In my opinion, encouraging speculation to the contrary is not useful to his accomplishing his vision to re-shape American government
Paul Caron on his “TaxProf Blog” reprints a piece by Paul D. Miller entitled, “A Confessing Church for America’s Weimar Moment.”
Miller writes of how German Pastor Dietrich Bonhoeffer heroically defied the Nazis. (He was ordered killed by Hitler three weeks before the end of the war when even Der Führer knew his army would be defeated.)
“The principles of the Confessing Church were not valid only for their moment; they were timeless principles of political theology that should bind the universal church in all times and places,” Miller writes.
“It’s a relevant question for the American church in 2025. Whether you are on the left or the right, it is tempting to see ourselves as living through Germany in 1933, confronting the moral equivalent of the Nazis on the other side…
“But the analogy can be misleading, and it excuses us from examining our own side. We should be able to spot injustices from both sides of the political aisle. It is harder, intellectually and spiritually, to confront a different historical analogy.
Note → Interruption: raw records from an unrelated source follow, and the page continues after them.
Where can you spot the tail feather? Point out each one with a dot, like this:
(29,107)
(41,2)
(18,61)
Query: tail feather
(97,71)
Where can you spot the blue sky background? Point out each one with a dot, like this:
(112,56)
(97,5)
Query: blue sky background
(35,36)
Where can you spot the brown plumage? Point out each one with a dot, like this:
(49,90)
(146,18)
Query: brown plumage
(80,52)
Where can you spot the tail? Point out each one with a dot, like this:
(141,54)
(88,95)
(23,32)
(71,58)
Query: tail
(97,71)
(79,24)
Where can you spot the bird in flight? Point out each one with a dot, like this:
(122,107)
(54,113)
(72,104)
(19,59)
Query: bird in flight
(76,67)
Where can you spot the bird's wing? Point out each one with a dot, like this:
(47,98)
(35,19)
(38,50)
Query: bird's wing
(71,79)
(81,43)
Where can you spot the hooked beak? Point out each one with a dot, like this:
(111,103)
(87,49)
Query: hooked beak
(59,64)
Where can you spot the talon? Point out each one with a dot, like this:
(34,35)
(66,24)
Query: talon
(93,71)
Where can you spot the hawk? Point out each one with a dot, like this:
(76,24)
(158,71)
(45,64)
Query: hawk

Maybe we’re not living through the Nazi regime in 1933, but through the Weimar Republic of 1923…
“American Christians seem divided over who the good guys and bad guys really are and what the historical analogy should teach us.
“To some, the secular progressive left is the obvious modern equivalent of the Nazis:
- allowing a Holocaust on the unborn,
- fostering an authoritarian culture on campuses and in newsrooms,
- demanding the state’s validation and endorsement for every excess of the sexual revolution.
“To others, President Donald Trump and his MAGA movement are the baddies:
- preaching belligerent nationalism,
- demanding absolute loyalty to a singular leader,
- subverting the rule of law, and
- rewarding political violence.
“What if both groups of Christians are right, in a way?
“It isn’t hard to find bad guys: They’re all around us.
“But if we recognize that there isn’t a single bad guy, bad group, or bad party—but many of them—we should hesitate before thinking that we are living through 1933
“Maybe the calling of the American church today isn’t to mount a heroic resistance unto death against a singular moral evil that unites all people of good conscience in opposition.
“Maybe the calling of the church today is to recognize injustices and evils all around us, to maintain our independence, and above all to be an advocate: not for one party or the other, but for lawfulness and peace among political tribes…”
The whole article is worth reading although I do part ways with portions of it.